A Pakuranga mother and her three children died in the crash last night at 7.30 pm on State Highway 1 between Hamilton and Cambridge, and the father was critically hurt.
Fatima Mohamed, 6, Miriam Mohamed, 3, and Mohamed Mohamed, 9 months, died at the scene and their mother, Sanna Hussein, 27, died in hospital. Her husband, Mohamed Hussien Salah, is in a critical but stable condition in Waikato Hospital.
The family were more than seven hours into a trip home when their car and an oncoming vehicle were in collision.
Police say it appears the victims who died were unrestrained. One or two of the unrestrained children were thrown from the car and the other was flung around inside the vehicle. The mother was also thought to have been propelled through the windscreen.
Two people in the other car were moderately hurt.
The crash occurred outside St Peters School, north of Cambridge, and 5km from where four members of Auckland woman Janine Brooks' family died on Christmas Eve last year.

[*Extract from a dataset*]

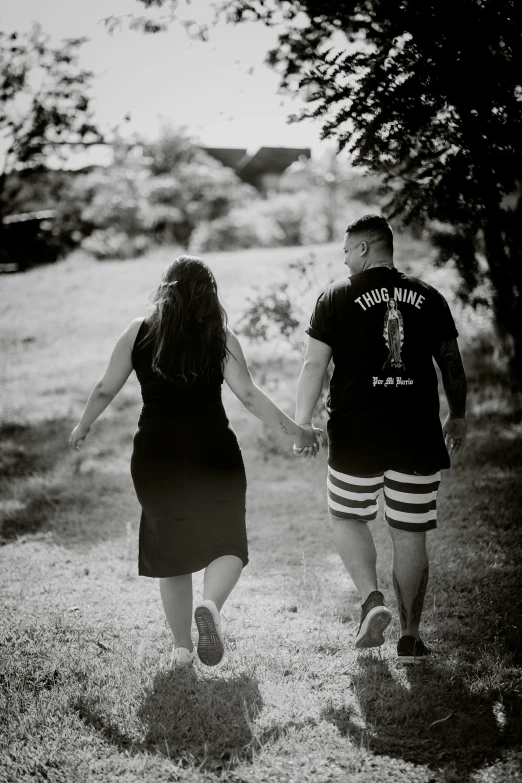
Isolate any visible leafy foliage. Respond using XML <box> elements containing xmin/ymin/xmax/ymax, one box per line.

The staunchly Islamic Mohamed family had just spent two days in Wellington for festivals marking the end of Ramadan and had left Wellington at noon in their 1988 Toyota Corona saloon to rejoin the rest of their family for Christmas.

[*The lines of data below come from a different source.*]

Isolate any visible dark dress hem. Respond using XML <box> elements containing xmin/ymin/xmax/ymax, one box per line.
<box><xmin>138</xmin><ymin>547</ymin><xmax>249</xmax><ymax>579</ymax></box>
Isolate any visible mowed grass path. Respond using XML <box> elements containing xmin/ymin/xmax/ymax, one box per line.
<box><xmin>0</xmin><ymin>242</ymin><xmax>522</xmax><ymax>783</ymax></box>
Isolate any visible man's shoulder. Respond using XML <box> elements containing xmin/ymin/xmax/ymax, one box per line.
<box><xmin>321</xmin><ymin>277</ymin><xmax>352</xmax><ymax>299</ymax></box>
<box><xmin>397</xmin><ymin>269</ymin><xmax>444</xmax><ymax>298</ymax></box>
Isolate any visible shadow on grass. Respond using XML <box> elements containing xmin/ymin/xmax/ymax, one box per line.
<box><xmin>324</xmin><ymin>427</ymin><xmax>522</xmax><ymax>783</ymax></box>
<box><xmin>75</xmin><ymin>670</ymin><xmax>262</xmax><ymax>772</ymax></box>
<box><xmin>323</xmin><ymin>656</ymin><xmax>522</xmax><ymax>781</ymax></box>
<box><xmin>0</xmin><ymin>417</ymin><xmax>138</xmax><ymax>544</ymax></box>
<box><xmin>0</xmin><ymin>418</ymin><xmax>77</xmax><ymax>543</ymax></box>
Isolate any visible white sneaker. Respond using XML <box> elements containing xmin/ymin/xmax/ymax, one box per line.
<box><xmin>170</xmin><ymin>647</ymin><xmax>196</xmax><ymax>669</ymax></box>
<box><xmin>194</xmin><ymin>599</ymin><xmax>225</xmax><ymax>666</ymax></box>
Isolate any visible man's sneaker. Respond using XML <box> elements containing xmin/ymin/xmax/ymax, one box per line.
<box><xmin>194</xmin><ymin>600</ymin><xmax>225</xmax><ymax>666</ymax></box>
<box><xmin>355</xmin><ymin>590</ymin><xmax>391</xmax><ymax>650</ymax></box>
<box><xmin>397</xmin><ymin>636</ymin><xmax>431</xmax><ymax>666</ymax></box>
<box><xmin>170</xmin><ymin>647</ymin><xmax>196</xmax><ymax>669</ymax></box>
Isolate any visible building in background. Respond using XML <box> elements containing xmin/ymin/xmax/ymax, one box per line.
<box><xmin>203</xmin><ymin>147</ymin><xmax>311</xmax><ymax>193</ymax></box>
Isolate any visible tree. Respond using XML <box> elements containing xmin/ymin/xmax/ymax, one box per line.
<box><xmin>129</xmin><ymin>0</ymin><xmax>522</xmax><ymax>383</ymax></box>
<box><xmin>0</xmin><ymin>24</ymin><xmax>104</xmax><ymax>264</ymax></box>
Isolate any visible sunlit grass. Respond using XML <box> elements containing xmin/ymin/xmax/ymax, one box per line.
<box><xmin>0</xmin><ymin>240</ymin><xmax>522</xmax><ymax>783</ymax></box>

They had been staying with a friend, Majid Mohamed, who told the Herald that the family had made the journey from Auckland to Wellington several times.
Sanna and Hussien fled Iraq 11 years ago and spent seven years in a United Nations refugee camp in Saudi Arabia before coming to New Zealand with eldest daughter Fatima.
Sanna's brother Hussein Hussein said the rest of the family were devastated and he was struggling to recover from having to identify the bodies.
"My sister was a very happy person. She was looking forward very much to Christmas. We were all here waiting for them to come home. Now I think Christmas will be bad, very bad. We have lost three children and my sister."
He said his brother-in-law was distraught. "When he wakes he can't talk, he can't see anything. I think it will be very, very bad for him."
Relatives will gather tomorrow at their mosque in Auckland to pray.
Sergeant Lex Soepnel, of Te Awamutu, said it was likely the four victims who died might have survived if they had been restrained.
"The bottom line is if they were properly restrained, then we probably wouldn't have had four deaths," he said yesterday.
"Nobody wants to see a lying dead on the ground for no reason, especially at this time of the year."
Wearing seatbelts in the front seat of a vehicle became compulsory in 1974, rear seats in 1979, and child seat restraints became compulsory in 1995.
Children under 5 are legally required to be in car seats.
In last year's accident near the same area, Marjorie Brooks, her pregnant daughter, Tanya Campbell, Tanya's husband, Paul Campbell, and their 4-year-old daughter, Renee, were killed when Mrs Brooks' daughter, Janine, crashed into another vehicle on the same road.
Brooks was this week found guilty of four charges of careless driving causing death and two charges of careless driving causing injury.
She was sentenced to 75 hours' community service and disqualified from driving for 12 months.